Why Defining What Your Brand Is Not Matters Just as Much as What It Is
When people think about branding, they usually focus on what they want their brand to be — modern, confident, playful, elevated, bold. And while that’s important, there’s another step that’s just as powerful (and often skipped): defining what your brand does not want to be.
Setting these boundaries creates clarity, speeds up design decisions, and protects your brand from drifting off course as it grows.
Brand Personality: The Foundation
Your brand personality is the overall feel people get when they interact with your business — through your visuals, messaging, website, or social media. It’s not about who you are as a person; it’s about how your brand shows up in the world.
Choosing a few intentional personality keywords helps guide everything from logo design to tone of voice. Words like confident, approachable, bold, or minimal immediately influence how your brand should look and sound.
But here’s the catch: without boundaries, these words can be interpreted in dozens of different ways.
That’s where the “don’t want to be” list comes in.
Why Defining What You Don’t Want Matters
A “don’t want to be” list is a simple but powerful branding tool. It helps you clearly state what feels wrong for your brand — visually, emotionally, and strategically.
This step:
Prevents off-brand design choices
Eliminates vague feedback like “I don’t like it, but I don’t know why”
Creates alignment between you and your designer
Makes decision-making faster and easier
Instead of only saying “I want my brand to feel elevated,” you’re also saying “I don’t want it to feel cheap, cluttered, or overly trendy.”
That clarity is gold.
Examples of “Don’t Want to Be” Brand Traits
Here are common traits many brands intentionally avoid:
Boring or generic
Trendy without intention
Overcomplicated or confusing
Salesy or pushy
Cheap or unpolished
Loud or cluttered
Cold or unapproachable
Too corporate
Too playful or too serious
Dated or forgettable
Overly formal or overly casual
Not every word will apply to every brand — and that’s the point.
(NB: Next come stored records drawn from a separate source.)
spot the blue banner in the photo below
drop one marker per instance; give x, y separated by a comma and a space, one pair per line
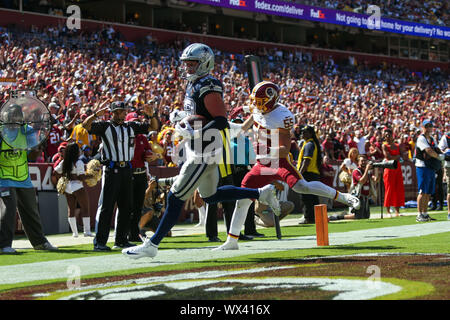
345, 18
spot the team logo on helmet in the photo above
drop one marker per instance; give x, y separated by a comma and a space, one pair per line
265, 96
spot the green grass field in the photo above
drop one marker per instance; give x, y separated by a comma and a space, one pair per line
403, 260
197, 241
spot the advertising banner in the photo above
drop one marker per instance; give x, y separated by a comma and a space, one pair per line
346, 18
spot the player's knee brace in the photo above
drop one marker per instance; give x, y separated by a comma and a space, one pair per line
301, 186
212, 199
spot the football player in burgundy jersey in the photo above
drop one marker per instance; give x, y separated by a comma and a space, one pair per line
272, 123
207, 152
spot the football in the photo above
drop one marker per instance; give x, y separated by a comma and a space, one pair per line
196, 121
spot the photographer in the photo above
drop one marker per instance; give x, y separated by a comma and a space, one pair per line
444, 145
428, 161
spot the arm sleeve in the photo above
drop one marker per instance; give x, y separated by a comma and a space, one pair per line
309, 150
98, 127
140, 128
58, 168
218, 123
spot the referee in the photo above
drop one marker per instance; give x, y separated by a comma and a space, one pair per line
118, 138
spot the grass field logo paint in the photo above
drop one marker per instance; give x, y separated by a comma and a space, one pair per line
225, 284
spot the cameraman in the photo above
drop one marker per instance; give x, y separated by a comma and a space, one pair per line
428, 161
444, 145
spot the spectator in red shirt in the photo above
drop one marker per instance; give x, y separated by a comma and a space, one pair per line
142, 154
328, 146
361, 177
361, 180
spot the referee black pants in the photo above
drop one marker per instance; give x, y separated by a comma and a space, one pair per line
116, 188
139, 186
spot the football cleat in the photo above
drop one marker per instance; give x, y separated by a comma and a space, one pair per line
147, 249
352, 201
268, 196
228, 245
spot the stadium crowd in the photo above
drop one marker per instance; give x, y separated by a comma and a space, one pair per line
428, 12
347, 101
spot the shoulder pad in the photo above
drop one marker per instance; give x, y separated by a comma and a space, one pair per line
209, 84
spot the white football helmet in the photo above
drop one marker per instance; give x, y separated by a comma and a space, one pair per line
203, 55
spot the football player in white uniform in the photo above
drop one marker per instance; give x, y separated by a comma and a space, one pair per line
204, 97
272, 123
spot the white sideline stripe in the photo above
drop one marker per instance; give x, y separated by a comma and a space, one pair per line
62, 269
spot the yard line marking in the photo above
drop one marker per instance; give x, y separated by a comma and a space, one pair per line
49, 270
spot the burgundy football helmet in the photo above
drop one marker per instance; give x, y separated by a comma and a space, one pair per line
265, 96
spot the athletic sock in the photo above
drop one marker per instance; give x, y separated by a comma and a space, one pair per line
86, 225
239, 216
73, 225
169, 219
232, 193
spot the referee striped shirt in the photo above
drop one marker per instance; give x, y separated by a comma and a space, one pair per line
118, 139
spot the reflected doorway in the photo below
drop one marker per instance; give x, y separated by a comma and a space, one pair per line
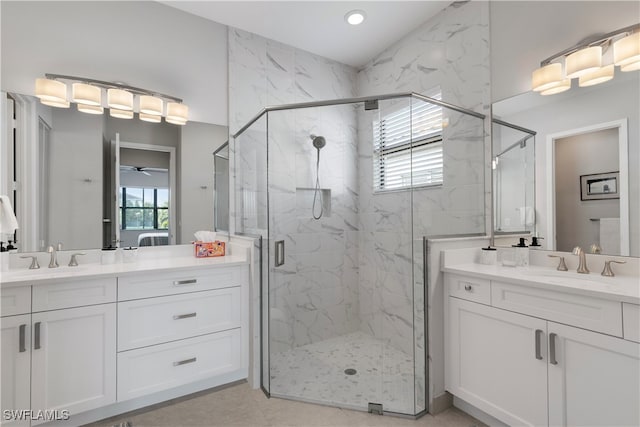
596, 222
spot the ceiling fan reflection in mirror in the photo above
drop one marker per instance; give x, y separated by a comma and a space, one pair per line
144, 170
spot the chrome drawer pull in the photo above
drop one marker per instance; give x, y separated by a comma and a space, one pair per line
184, 316
36, 338
22, 347
552, 349
184, 362
537, 338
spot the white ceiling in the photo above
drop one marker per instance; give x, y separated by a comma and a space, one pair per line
319, 26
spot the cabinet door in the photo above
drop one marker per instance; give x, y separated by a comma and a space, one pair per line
74, 358
497, 362
596, 380
15, 358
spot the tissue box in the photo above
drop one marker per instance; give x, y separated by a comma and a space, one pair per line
209, 249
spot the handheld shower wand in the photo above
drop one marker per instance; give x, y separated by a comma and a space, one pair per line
318, 142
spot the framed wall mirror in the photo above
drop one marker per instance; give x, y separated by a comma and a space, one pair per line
90, 181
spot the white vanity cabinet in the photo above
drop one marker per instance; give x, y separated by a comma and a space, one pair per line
96, 345
15, 360
179, 328
74, 358
526, 356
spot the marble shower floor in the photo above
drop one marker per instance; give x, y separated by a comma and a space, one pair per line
315, 373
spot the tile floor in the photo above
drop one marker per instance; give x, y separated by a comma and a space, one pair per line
315, 373
239, 405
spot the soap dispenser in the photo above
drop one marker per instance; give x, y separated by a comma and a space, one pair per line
535, 242
522, 253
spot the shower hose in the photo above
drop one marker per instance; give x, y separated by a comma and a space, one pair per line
317, 194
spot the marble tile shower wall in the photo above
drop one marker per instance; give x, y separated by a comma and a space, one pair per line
451, 51
315, 294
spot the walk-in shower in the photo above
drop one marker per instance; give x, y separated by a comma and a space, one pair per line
344, 307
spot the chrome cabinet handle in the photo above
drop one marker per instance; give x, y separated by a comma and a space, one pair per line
185, 282
22, 347
279, 258
36, 336
552, 349
184, 362
538, 350
184, 316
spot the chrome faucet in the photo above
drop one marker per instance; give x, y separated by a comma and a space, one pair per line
582, 263
53, 263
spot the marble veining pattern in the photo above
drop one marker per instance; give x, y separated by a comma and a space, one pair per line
315, 373
356, 272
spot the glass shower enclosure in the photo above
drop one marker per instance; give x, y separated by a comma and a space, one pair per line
343, 194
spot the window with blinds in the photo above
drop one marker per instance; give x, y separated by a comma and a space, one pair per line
394, 155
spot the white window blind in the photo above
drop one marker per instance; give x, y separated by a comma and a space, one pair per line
394, 159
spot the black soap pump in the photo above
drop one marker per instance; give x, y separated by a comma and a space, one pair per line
522, 253
535, 242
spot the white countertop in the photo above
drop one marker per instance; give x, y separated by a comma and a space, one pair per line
26, 277
619, 288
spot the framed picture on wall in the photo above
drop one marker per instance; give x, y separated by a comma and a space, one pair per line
600, 186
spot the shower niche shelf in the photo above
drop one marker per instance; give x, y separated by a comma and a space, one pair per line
304, 201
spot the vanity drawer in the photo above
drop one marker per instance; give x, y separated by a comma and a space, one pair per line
15, 301
76, 293
571, 309
469, 288
156, 368
153, 321
154, 285
631, 321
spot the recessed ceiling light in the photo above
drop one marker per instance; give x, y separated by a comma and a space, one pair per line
355, 17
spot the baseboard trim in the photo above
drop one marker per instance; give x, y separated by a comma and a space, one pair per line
441, 403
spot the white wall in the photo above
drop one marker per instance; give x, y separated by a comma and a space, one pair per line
524, 33
141, 43
198, 142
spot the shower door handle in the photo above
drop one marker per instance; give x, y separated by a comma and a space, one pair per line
279, 258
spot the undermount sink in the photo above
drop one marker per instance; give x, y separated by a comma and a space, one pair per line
568, 275
42, 271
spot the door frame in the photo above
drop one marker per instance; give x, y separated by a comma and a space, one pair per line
623, 162
173, 222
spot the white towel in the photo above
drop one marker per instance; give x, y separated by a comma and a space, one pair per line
205, 236
527, 215
8, 221
610, 235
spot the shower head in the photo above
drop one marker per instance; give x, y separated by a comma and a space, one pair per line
318, 141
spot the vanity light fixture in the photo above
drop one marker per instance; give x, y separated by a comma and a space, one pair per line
598, 76
152, 118
585, 62
626, 52
150, 105
52, 93
120, 114
119, 99
82, 93
355, 17
87, 94
177, 113
90, 109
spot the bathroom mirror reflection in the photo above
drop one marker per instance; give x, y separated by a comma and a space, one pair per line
584, 131
90, 181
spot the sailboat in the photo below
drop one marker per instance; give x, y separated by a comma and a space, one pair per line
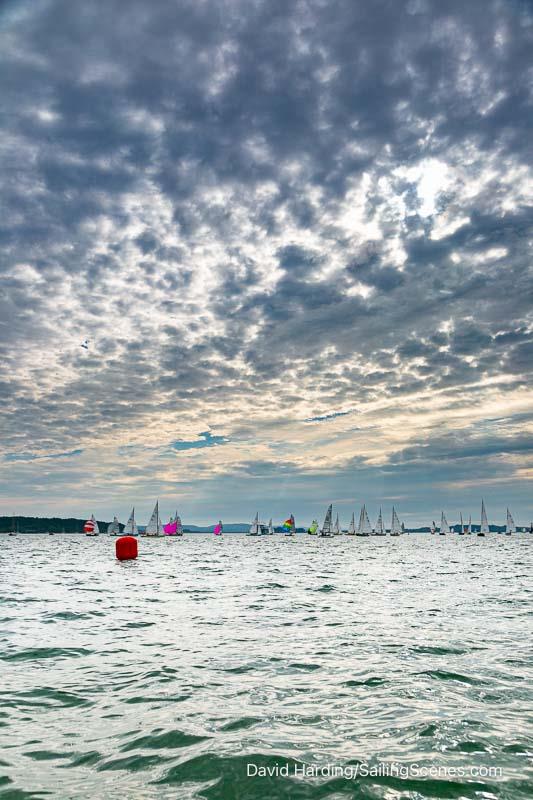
325, 531
364, 527
289, 526
255, 527
380, 530
484, 527
154, 527
91, 527
130, 528
113, 528
396, 528
173, 527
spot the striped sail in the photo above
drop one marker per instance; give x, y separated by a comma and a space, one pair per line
484, 521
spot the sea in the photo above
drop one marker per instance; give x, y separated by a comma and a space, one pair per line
269, 667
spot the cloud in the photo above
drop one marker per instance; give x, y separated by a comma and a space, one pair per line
259, 215
35, 457
207, 440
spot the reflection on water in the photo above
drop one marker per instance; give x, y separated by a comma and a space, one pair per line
167, 676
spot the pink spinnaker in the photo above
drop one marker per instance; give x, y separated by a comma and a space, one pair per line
170, 528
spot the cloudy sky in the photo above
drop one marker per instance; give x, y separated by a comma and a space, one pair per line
297, 236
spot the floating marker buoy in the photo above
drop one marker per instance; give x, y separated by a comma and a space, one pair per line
126, 548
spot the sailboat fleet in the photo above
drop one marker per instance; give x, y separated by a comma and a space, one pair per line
155, 528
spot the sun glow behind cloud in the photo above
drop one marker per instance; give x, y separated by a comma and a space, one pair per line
308, 242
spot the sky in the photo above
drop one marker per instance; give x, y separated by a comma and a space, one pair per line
297, 237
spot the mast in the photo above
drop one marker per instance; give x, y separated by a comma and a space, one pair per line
484, 521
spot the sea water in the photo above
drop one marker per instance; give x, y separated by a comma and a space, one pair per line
272, 667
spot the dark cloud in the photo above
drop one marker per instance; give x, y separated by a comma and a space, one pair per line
260, 211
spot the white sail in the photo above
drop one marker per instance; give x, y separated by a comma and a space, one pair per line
364, 529
326, 528
396, 527
484, 521
154, 526
131, 525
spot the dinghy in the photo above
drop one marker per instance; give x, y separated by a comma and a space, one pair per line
154, 527
91, 527
364, 528
396, 527
257, 528
289, 526
173, 527
131, 526
113, 528
325, 531
379, 530
484, 527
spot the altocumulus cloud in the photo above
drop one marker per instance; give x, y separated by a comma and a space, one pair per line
259, 214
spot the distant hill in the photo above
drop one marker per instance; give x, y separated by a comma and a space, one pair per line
74, 525
47, 525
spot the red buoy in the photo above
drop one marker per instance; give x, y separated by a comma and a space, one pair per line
126, 548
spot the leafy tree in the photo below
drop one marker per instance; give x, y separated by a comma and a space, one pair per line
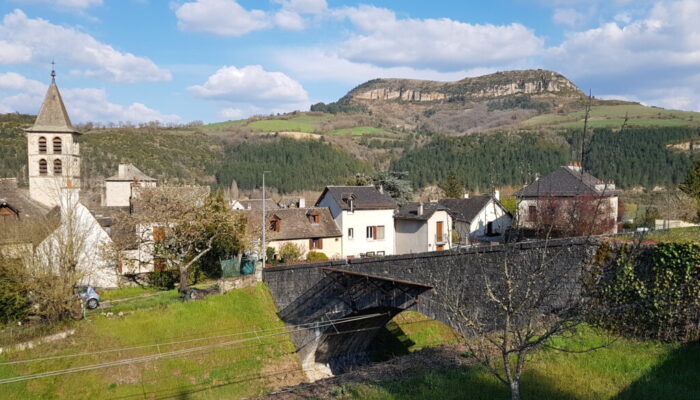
452, 187
691, 184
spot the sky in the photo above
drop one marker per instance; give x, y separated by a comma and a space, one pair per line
178, 61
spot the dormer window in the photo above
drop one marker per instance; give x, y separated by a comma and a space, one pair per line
275, 223
313, 219
42, 145
57, 145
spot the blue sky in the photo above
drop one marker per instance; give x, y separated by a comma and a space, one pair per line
212, 60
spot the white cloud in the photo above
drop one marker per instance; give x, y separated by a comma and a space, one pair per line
252, 90
38, 40
250, 83
289, 20
20, 94
440, 44
655, 58
304, 6
220, 17
568, 16
14, 53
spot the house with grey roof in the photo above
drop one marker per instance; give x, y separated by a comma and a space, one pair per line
365, 216
119, 189
568, 202
422, 227
309, 229
479, 218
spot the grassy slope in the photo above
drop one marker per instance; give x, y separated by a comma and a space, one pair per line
228, 372
626, 370
612, 116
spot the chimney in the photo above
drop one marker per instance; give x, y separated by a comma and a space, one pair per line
122, 170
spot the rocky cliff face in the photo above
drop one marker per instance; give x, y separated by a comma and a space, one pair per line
501, 84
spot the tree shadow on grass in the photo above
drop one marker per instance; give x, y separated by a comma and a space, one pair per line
676, 378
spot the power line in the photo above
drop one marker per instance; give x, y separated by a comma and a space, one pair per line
114, 350
176, 353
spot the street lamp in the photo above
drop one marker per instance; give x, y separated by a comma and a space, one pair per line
264, 225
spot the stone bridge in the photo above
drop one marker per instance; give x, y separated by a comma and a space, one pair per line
371, 291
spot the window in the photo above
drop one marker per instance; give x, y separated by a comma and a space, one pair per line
532, 214
42, 145
275, 224
158, 234
57, 145
57, 167
375, 232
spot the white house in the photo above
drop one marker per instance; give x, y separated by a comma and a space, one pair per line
422, 227
480, 218
119, 189
365, 217
80, 237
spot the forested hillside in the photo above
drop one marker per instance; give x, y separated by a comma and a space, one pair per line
483, 161
293, 165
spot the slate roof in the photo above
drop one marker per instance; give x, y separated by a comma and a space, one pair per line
295, 224
564, 182
130, 173
53, 116
465, 210
19, 201
364, 197
410, 211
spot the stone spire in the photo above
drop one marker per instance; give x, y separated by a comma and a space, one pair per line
52, 115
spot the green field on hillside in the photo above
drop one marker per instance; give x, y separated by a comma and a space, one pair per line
361, 130
613, 117
245, 369
627, 369
299, 123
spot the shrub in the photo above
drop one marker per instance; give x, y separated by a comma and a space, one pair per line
316, 256
289, 252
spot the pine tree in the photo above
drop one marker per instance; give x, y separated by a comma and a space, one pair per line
452, 187
691, 184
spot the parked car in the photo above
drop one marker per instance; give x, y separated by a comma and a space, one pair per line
89, 295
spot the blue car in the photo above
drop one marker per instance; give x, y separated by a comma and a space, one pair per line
89, 295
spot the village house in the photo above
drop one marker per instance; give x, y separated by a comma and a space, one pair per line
365, 217
422, 227
119, 189
568, 202
309, 229
479, 218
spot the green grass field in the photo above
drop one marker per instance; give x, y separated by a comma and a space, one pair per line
299, 123
240, 370
613, 117
361, 130
626, 369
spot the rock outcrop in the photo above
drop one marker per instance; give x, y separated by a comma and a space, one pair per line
501, 84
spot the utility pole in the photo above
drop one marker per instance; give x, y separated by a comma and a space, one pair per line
264, 225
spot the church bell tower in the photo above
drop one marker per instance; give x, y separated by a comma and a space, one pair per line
53, 150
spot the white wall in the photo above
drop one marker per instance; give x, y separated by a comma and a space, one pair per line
359, 220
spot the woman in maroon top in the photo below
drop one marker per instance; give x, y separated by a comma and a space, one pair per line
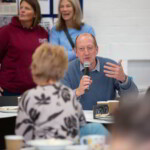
18, 41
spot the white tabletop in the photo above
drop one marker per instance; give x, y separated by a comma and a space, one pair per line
88, 115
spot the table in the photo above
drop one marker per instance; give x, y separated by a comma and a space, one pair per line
89, 118
7, 123
88, 115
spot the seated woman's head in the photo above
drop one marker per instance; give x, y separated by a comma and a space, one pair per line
49, 63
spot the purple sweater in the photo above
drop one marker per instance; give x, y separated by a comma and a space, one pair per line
17, 45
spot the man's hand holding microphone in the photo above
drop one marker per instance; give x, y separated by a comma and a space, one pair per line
85, 81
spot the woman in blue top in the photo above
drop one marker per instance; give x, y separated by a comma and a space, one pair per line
70, 16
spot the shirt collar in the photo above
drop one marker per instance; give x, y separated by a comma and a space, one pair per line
97, 68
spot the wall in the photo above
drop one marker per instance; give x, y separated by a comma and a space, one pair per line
123, 32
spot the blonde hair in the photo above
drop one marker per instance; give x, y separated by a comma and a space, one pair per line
49, 62
77, 18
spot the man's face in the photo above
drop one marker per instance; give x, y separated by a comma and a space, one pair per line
86, 50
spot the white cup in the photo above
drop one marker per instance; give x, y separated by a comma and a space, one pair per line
13, 142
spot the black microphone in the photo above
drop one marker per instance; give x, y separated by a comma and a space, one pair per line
86, 71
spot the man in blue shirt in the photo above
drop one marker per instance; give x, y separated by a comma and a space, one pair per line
105, 77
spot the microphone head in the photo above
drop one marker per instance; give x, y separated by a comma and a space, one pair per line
86, 64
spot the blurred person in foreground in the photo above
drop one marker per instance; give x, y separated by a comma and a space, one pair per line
131, 130
18, 41
105, 75
51, 109
70, 19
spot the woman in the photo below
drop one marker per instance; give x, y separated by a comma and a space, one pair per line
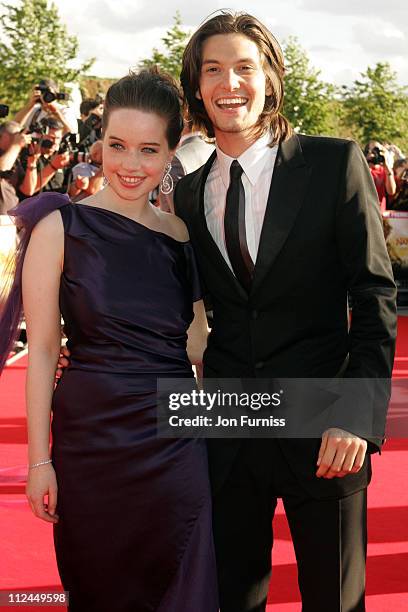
131, 512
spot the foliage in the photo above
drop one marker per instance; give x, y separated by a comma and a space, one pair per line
34, 45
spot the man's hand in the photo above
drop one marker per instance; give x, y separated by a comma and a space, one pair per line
82, 182
60, 160
34, 152
63, 361
389, 158
340, 453
21, 139
35, 97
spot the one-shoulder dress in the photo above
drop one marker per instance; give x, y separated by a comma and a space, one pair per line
134, 531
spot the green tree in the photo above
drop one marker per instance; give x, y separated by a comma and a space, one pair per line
309, 103
174, 42
34, 45
376, 106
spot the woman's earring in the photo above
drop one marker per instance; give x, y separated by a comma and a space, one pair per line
166, 185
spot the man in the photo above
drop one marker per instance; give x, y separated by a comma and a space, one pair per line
381, 161
37, 108
45, 165
12, 142
281, 239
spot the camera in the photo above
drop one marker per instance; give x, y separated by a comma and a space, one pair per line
4, 111
70, 143
49, 96
375, 156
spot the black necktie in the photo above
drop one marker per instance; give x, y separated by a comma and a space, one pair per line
234, 228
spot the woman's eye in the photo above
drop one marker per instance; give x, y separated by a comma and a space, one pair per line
116, 146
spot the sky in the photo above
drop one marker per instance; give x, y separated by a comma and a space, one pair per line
341, 37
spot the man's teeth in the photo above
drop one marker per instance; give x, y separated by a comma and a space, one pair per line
130, 179
230, 102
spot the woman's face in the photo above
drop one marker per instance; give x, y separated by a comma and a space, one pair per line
135, 152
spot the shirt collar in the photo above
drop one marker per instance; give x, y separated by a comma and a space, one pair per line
252, 160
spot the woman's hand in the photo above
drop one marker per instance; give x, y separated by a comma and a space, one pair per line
42, 481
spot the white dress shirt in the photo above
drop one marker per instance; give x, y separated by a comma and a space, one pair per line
257, 163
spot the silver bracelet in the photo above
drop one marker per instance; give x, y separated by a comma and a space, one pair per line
30, 467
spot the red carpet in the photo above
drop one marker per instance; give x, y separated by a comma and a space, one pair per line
27, 560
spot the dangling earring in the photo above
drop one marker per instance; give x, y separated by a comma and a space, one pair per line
166, 185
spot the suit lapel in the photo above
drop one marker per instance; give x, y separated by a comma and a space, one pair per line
207, 245
288, 188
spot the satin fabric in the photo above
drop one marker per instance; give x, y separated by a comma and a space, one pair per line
134, 533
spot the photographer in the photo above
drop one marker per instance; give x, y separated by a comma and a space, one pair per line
44, 164
12, 142
400, 199
380, 161
89, 106
43, 102
88, 176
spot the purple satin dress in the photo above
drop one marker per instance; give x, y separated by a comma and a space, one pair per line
134, 533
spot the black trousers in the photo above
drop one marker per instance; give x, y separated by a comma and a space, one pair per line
329, 536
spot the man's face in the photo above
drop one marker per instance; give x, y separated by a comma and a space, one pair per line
233, 84
5, 141
55, 136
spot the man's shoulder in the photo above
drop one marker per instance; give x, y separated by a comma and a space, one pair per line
324, 143
323, 149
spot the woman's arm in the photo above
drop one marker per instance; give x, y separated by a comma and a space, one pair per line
41, 280
197, 334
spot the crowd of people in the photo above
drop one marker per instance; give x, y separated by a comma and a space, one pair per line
45, 147
276, 230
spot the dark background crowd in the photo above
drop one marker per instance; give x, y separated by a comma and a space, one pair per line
46, 147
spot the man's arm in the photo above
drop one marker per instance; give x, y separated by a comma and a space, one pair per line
8, 159
367, 269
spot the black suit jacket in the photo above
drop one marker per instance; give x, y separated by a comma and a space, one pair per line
321, 238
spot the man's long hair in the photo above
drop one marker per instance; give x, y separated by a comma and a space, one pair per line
228, 22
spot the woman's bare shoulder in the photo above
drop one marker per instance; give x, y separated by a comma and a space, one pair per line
174, 226
50, 227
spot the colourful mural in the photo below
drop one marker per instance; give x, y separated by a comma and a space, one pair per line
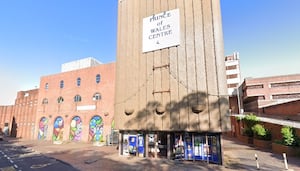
76, 129
43, 126
58, 129
96, 129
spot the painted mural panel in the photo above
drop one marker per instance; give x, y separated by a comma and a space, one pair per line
58, 130
96, 129
43, 127
76, 129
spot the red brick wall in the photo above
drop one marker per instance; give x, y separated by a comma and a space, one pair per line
291, 108
5, 116
24, 113
68, 109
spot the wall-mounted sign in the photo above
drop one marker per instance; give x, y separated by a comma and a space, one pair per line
87, 107
161, 30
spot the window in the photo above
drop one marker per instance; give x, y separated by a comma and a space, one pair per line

The goal is to identify what doesn’t align with your vision.
How This Helps Your Brand (and Your Designer)
When you pair a clear brand personality with a “don’t want to be” list, you give your brand real guardrails.
For example:
If your brand is playful but not silly, that informs typography, color choices, and copy tone.
If your brand is professional but not corporate, that shapes layout, language, and visual hierarchy.
If your brand is minimal but not boring, that helps balance restraint with personality.
This makes collaboration smoother, revisions fewer, and results stronger.
How to Use This Exercise
When defining your brand personality:
Choose 3–5 personality keywords that describe how your brand should feel.
Review a “don’t want to be” list and circle anything that feels wrong.
Use both lists together as a reference for design, messaging, and content.
Your brand doesn’t need to be everything — it just needs to be intentional.
Final Thoughts
A strong brand isn’t just defined by what it is. It’s protected by what it refuses to be.
If you’ve ever struggled with inconsistent visuals, unclear feedback, or designs that feel almost right but not quite, this step may be exactly what’s missing.
Define your personality. Set your boundaries. And let your brand show up with confidence and clarity.